Когда маму забрали в больницу, дома стало уныло. К тому же, как всегда вовремя, кончились деньги. Папина зарплата по-прежнему шла на книжку, и мама оставила дома все что было – семь рублей с мелочью, а ей нужны были фрукты. Мы, как джентльмены, каждый день носили ей яблоки и апельсины – по три штучки, а сами ели макароны: с луком – папа, с сахаром – я. Но денег осталась магическая сумма. Три рубля. Бумажка с Водовзводной башней Кремля, я эту башню до сих пор так и зову трехрублевой.

Денежных поступлений не ожидалось ниоткуда.

Папа очень переживал. Такое положение вещей никак не соответствовало его представлениям о порядке в доме.

А еще раз мама в больнице, то на родительское собрание пошел папа, а хуже этого и придумать нечего. Хвалить меня там не будут точно. Не за что меня хвалить. Я троечник в мятых штанах и с вечно забытой тетрадкой или дневником.

Но с собрания папа пришел на удивление спокойный. Во-первых (бывает же!), меня трижды похвалили: учительница литературы – за сочинение, учительница английского – за хорошее усвоение текстов, и учитель физкультуры – неизвестно за что. До сих пор понять не могу. И голову не стану ломать.

А главное – бо́льшую часть собрания заняло истерическое выступление одной дуры-учительницы, которая поймала двух моих одноклассников в туалете за игрой в дурака. Они мирно резались на щелбаны в карты, ей кто-то стуканул, эта козлиха притащила их к директору школы, который, понимая, что происходит идиотизм, вынужден был делать строгое лицо, а училка надрывалась: «Азартные игры! Азартные игры! Дети из так называемых хороших семей! Позор родителям! Позор для всей школы!» Арии в кабинете директора ей показалось мало, и она бисировала на родительском собрании. Папа затосковал. Потом выступил с не менее проникновенным и столь же мудрым текстом один из членов родительского комитета.
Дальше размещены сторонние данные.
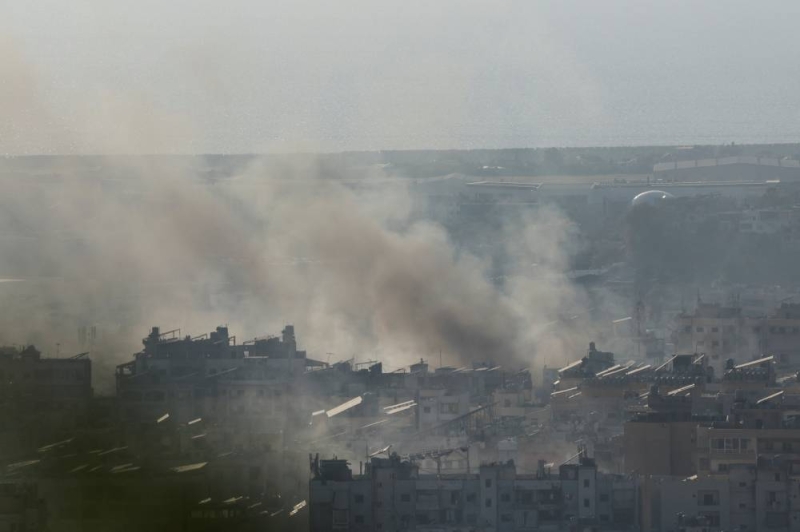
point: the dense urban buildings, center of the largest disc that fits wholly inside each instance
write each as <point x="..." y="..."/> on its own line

Когда собрание кончилось на волне всеобщего раздражения, папа ушел из школы примерно с теми же чувствами, что и я.

Есть папиному презрению к этой дури и еще одна причина. Что касается педагогики, то он сам мог там многих поучить. На сборах, куда он поехал со своим спортивным классом, трое пацанов тоже попались за игрой в карты. Папа поступил так. Он с интересом, не выдавая своего присутствия, понаблюдал за играющими и вдруг сказал негромко, как бы интересуясь:

– И во что сражаетесь? В акулину?

Поняв, что крика почему-то не будет, игроки сознались:

– Не, в дурачка… В подкидного…

– Ну конечно. На переводного ума не хватает?

– Ну…

– Так. Сели все сюда. Лист бумаги, ручку, и уши шире.

Весь вечер папа учил лоботрясов играть в преферанс. Чрез две недели они уже постигли разницу между сочинкой и ленинградкой на хорошем практическом уровне. Играли не на деньги, но на интерес – на молочные коктейли, сто вистов коктейль. Стоил коктейль одиннадцать копеек. Один бедолага все же умудрился проиграть пятьдесят коктейлей. Все деньги, которые дала ему с собой мама, и еще не хватало.
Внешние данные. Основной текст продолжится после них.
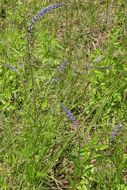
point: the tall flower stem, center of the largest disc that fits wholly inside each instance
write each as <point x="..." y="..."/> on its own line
<point x="29" y="50"/>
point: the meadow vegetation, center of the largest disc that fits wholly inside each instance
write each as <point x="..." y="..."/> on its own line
<point x="63" y="120"/>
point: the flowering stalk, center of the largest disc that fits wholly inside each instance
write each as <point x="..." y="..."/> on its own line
<point x="41" y="13"/>
<point x="69" y="114"/>
<point x="115" y="130"/>
<point x="10" y="67"/>
<point x="30" y="48"/>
Папа ждал. И когда проигравший вынес два подноса жадным любимчикам счастья, все ждали, когда папа, который, конечно, был среди выигравших, первым возьмет свой коктейль, но он не торопился.

– Ну что, – сказал один, – долг чести – карточный долг! Здоровье победителей!
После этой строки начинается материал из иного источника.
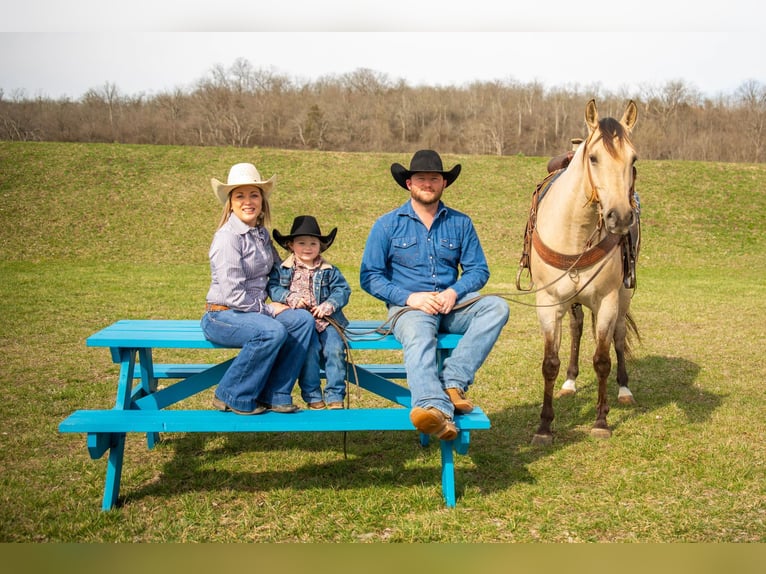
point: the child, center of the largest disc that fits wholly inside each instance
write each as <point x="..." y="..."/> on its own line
<point x="305" y="280"/>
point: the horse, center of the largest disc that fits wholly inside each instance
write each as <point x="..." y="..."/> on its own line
<point x="579" y="229"/>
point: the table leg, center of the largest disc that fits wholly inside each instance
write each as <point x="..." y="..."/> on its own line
<point x="114" y="472"/>
<point x="448" y="473"/>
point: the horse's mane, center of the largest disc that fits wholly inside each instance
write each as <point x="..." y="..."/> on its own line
<point x="614" y="132"/>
– Чести? – спросил спокойно папа. – У нашего товарища забрать все деньги и заставить его всех поить этой бурдой с мороженым? Велика честь, что и говорить…

Он достал свои (последние) пять рублей и отдал бедолаге с подносом.

– Я детей не обманываю, халяву не люблю и последние деньги ни у кого ни разу не взял. Тем более вот так. Кодлой. А начет чести – чтобы я больше упоминания этого слова всуе не слышал. Еще доказать надо, что она у тебя есть. Вот у него – есть. Бери, Коля, и купи маме сувенир какой-нибудь. А вы – не будьте свиньями!

И ушел из столовой.

Вечером проигравший Коля принес ему пять рублей.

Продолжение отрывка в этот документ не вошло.